Description
Environment info
transformers
version: 4.13.0- Platform: Windows-10-10.0.19043-SP0
- Python version: 3.9.7
- PyTorch version (GPU?): 1.10.0+cu113 (True)
- Tensorflow version (GPU?): 2.7.0 (True)
- Flax version (CPU?/GPU?/TPU?): not installed (NA)
- Jax version: not installed
- JaxLib version: not installed
- Using GPU in script?: no
- Using distributed or parallel set-up in script?: no
Who can help
Information
Models I am using: DistilBERT, BERT, RoBERTa
The problem arises when using:
- my own modified scripts: (see below)
The tasks I am working on is:
- my own task or dataset: (see below)
To reproduce
When adding a new token to various models (so far found with DistilBERT, BERT, and RoBERTa), adding a new token using the add_tokens
function changes how adjacent parts of the string are tokenized in subtle ways (for DistilBERT and BERT, this might depend on do_basic_tokenize
being set to False
when creating the tokenizer, at least in the examples I've found). (This might be related to the issue reported in #11531, but that one specifically mentions T5.) See the code below for details.
This doesn't seem like intended behavior based on what I can tell from looking at the documentation, but it's possible I'm misunderstanding something about the right way to add new tokens to produce the behavior I'd like. (Currently, to get the expected behavior, I've had to manually modify the vocab (+ merges file for RoBERTa), using additional scripting, and load the tokenizer from the modified files. If it'd be of use, I could post the code for that workaround here, but I've left it out for now since it's a bit long and may not be relevant.)

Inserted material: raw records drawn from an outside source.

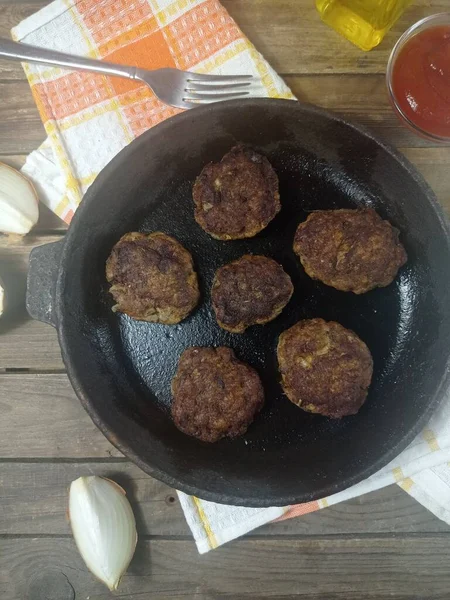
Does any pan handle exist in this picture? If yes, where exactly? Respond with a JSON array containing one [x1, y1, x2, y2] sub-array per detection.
[[26, 240, 64, 327]]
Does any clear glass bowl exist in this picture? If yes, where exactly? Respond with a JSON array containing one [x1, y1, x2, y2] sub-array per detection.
[[386, 12, 450, 143]]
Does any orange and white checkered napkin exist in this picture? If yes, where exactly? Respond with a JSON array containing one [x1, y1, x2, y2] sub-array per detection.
[[15, 0, 450, 554]]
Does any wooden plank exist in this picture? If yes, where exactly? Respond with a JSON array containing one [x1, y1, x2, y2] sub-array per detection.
[[0, 319, 62, 370], [1, 0, 449, 78], [0, 82, 45, 153], [3, 536, 450, 599], [284, 74, 450, 149], [224, 0, 450, 76], [1, 461, 449, 537], [0, 374, 122, 458]]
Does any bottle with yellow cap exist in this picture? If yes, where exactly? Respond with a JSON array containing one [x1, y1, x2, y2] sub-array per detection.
[[316, 0, 411, 51]]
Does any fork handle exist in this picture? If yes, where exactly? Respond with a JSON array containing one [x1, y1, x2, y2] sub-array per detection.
[[0, 37, 138, 80]]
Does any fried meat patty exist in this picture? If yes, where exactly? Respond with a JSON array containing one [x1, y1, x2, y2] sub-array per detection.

Steps to reproduce the behavior:
(Distil)BERT:
from transformers import DistilBertTokenizer, BertTokenizer
new_word = 'mynewword'
# BERT
bt = BertTokenizer.from_pretrained('bert-base-uncased', do_basic_tokenize=False)
bt.tokenize('mynewword') # verify the new word doesn't yet exist
# ['my', '##ne', '##w', '##word']
bt.tokenize('testing.')
# ['testing', '##.'] (note that the period is tokenized as '##.')
bt.add_tokens(new_word)
bt.tokenize('mynewword') # verify the new token now exists
# ['mynewword']
bt.tokenize('mynewword.')
# ['mynewword', '.'] (note that the period is tokenized as '.' rather than the expected '##.')
# DistilBERT
dbt = DistilBertTokenizer.from_pretrained('distilbert-base-uncased', do_basic_tokenize=False)
dbt.tokenize('mynewword')
# ['my', '##ne', '##w', '##word']
dbt.tokenize('testing.')
# ['testing', '##.']
dbt.add_tokens(new_word)
dbt.tokenize('mynewword')
# ['mynewword']
dbt.tokenize('mynewword.')
# ['mynewword', '.'] (expected: ['mynewword', '##.'])
RoBERTa:
from transformers import RobertaTokenizer
new_word = 'mynewword'
rt = RobertaTokenizer.from_pretrained('roberta-base')
rt.tokenize('mynewword') # verify the new word doesn't yet exist
# ['my', 'new', 'word']
rt.tokenize('A testing a')
# ['A', 'Ġtesting', 'Ġa'] (note that the final token includes a preceding 'Ġ')
rt.add_tokens(new_word)
rt.tokenize('mynewword') # verify the new token was added
# ['mynewword']
rt.tokenize('A mynewword a')
# ['A', 'mynewword', 'a'] (note that the final token lacks a 'Ġ')
Expected behavior
Adding a token to a tokenizer should not affect tokenization of adjacent elements (when these are not part of the added token).